L’université de médecine de Fukushima a envoyé un questionnaire à toutes les femmes qui ont déclaré une grossesse juste avant ou juste après l’accident. Ces femmes ont donné naissance à un enfant qui est âgé de quatre ans aujourd’hui. Et lorsque l’on demande à ces mères comment vont leurs enfants, on s’aperçoit que 25 % des enfants qui sont nés ont été hospitalisés au moins une fois et on n’a pas d’explication sur la raison pour laquelle ces enfants ont été hospitalisés. On sait juste qu’ils ont présenté une maladie ayant nécessité une hospitalisation. Des enfants de moins de quatre ans qui vont souvent voir le pédiatre, ce n’est pas étonnant. Mais des enfants de moins de quatre ans, dont un quart sont hospitalisés, ça paraît beaucoup. On est aussi interpellé par le fait que plus de 60% des mères de famille interrogées disent être toujours inquiètes à propos des éventuelles conséquences pour la santé de leurs enfants. Un quart d’entre elles se disent déprimées, dont 10%, qui sont quand même des femmes jeunes a priori, disent ne pas se sentir en bonne forme. Ce sont quand même des indicateurs qui ne sont pas très positifs.

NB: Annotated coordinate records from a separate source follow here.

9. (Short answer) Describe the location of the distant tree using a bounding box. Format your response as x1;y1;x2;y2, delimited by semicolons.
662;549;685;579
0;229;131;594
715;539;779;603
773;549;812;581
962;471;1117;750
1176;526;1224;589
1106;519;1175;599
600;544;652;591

Des enfants évacués du périmètre de la centrale nucléaire de Fukushima sont soumis à des tests de radioactivité le 13 mars 2011 à Koriyama. (KIM KYUNG HOON / REUTERS)

Disposez-vous d’indicateurs sur les doses auxquelles ont été exposées les personnes évacuées après la catastrophe ?

On a très peu d’informations. Un questionnaire a été envoyé à tous les habitants de la préfecture de Fukushima pour essayer d’évaluer la dose qu’ont reçus ces habitants au moment de l’accident. Mais quand on regarde de plus près les résultats qui sont présentés, on s’aperçoit que les doses n’ont été calculées que pour les personnes qui sont restées dans les quatre mois qui ont suivi l’accident, ce qui exclut d’emblée les personnes qui ont été évacuées. Cela veut dire finalement qu’on n’a pas reconstitué, via ce questionnaire, la dose à laquelle ont été exposées les personnes qui sont susceptibles d’avoir été le plus exposées. Et ça c’est très étonnant. Même si une personne n’est restée qu’une journée dans une zone très contaminée, elle aura reçu une dose plus importante qu’une personne qui est restée quatre mois dans une zone qui n’a pas été évacuée. 

Le gouvernement japonais incite aujourd’hui ces "réfugiés nucléaires" à revenir dans certains villages décontaminés. La zone est-elle sûre pour autant?

Ce qui est clair c’est que les zones qui ont été décontaminée sont les zones qui ont vocation à être habitées. Ce sont les maisons, les routes autour, on a enlevé les couches de macadam, etc… Par contre, le gouvernement japonais n’a absolument pas décontaminé les forêts, et on sait que la région de Fukushima est une zone très agricole avec beaucoup de forêts avec des biotopes qui sont particulièrement sensibles à la radioactivité. Elle se dépose aux pieds des arbres et elle est transférée aux champignons, aux baies sauvages, au gibier qui mange ces baies et ces champignons.

Opération de décontamination aux abords d'une forêt de Tomioka, dans la préfecture de Fukushima, le 24 février 2015. (TORU HANAI / REUTERS)

Certes, il y a eu une décontamination de ces villages, mais il n’en reste pas moins que vivre dans ces régions, c’est ce qu’on a observé à Tchernobyl toujours aujourd’hui, ça reste compliqué dans le sens où il y a des contraintes qui consistent à ne pas aller séjourner longtemps dans la forêt, à ne pas manger les champignons qui poussent dans la forêt, à éviter les baies sauvages, la viande de gibier, etc. Ce n’est pas un retour à la vie normale.